Riri lantas mengatur jadwal dan mereka akhirnya bertemu di sebuah kafe tidak jauh dari kantor. Angel datang dengan setelan blazer yang rapi, meski tidak tahu apa maksud Bara. 

Tapi Angel akan menganggap pertemuan ini sebagai sebuah peluang.

Dari kejauhan, seorang pria tengah duduk sendiri dengan secangkir kopi di atas meja. Di belakang mejanya, ada sosok perempuan dengan blazer rapi. Mungkin itu sekretarisnya. 

Derap langkah Angel yang berkelotak di lantai menyadarkannya dari lamunan di depan laptop. Pria berbadan tegap itu segera berdiri dan tersenyum menyambut kedatangan Angel.

“Pak Bara?”

“Angel?”

“Iya, Pak, saya Angel,” ucap perempuan cantik dengan rambut panjang sebahu itu ramah sambil menyambut uluran tangan Bara.

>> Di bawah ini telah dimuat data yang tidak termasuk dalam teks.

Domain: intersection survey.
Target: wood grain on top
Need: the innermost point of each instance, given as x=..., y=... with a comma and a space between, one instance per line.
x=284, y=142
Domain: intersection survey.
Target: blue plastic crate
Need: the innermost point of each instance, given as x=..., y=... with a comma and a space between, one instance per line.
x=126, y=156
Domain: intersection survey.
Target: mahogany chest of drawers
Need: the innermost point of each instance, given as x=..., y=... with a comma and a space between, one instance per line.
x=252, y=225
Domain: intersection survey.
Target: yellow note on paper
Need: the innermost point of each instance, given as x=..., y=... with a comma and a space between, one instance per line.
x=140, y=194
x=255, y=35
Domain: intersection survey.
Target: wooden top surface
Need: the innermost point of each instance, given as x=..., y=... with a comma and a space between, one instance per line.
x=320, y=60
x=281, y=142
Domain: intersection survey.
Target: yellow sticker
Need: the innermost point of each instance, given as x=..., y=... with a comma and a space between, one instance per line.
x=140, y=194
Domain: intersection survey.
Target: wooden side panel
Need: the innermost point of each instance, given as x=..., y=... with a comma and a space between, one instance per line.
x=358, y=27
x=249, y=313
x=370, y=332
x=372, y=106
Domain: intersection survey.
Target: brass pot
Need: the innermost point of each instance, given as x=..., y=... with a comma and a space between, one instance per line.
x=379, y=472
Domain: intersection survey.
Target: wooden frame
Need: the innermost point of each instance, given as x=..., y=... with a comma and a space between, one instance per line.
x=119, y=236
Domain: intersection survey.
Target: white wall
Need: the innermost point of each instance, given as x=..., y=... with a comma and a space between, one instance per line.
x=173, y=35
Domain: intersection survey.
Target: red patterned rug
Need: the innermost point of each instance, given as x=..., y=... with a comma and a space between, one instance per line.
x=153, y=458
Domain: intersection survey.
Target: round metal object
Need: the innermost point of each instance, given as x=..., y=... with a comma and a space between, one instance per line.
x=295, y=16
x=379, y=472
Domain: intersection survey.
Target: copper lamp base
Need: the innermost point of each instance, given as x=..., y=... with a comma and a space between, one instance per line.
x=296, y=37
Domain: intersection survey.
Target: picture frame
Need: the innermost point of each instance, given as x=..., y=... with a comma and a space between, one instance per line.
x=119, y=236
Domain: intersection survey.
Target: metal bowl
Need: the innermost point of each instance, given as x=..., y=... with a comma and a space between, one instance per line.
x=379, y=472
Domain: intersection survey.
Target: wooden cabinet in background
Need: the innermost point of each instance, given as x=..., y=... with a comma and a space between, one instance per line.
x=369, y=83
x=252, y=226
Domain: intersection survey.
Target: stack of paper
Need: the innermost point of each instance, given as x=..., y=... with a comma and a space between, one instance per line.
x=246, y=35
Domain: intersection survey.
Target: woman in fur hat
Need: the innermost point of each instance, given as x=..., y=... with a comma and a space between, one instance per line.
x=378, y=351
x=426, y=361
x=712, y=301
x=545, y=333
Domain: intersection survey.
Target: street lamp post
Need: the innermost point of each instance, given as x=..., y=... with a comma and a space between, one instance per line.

“Ah, panggil Mas saja. Saya belum setua itu,” katanya dengan senyum yang tak bisa Angel artikan.

“O-oh, baik, Mas. Sekretaris saya bilang, Mas mau ketemu saya? Kita belum kenal, dan saya kaget Mas ingin ketemu saya,” ujar Angel basa-basi.

“Ah, ya, silakan duduk dulu. Ini sekretaris saya,” katanya menunjuk perempuan di belakangnya yang sedang sibuk di depan laptop. 

Angel mengangguk.

Bara menyodorkan laptopnya. Ada berbagai bagan dan grafik company profile perusahaan miliknya. Angel menanti penjelasan lebih lanjut, sambil sesekali melirik ponsel. Dia tengah menanti jawaban dari suaminya yang belum memberi kabar apapun pasca pesan dari ART tadi pagi. Angel sedikit resah.  

“Saya dengar, salah satu label kecantikan yang sempat naik daun adalah label milik Anda. Kami berminat kerja sama,” kata Bara.

“Aduh … kamu ke mana sih, Mas,” tanpa sadar Angel bergumam dengan ekspresi gelisah.

“Apa?”

“Eh … maaf. Saya gak ngomong sama, Mas. Maaf ya. Gimana tadi?” Angel langsung menyimpan ponselnya di saku blazer, lalu menatap Bara dengan rasa bersalah. “Tadi sampai mana ya, Mas? Maaf, saya kurang fokus,” sesal Angel sambil merutuki diri sendiri dalam hati. Bisa-bisanya dia bersikap tidak profesional!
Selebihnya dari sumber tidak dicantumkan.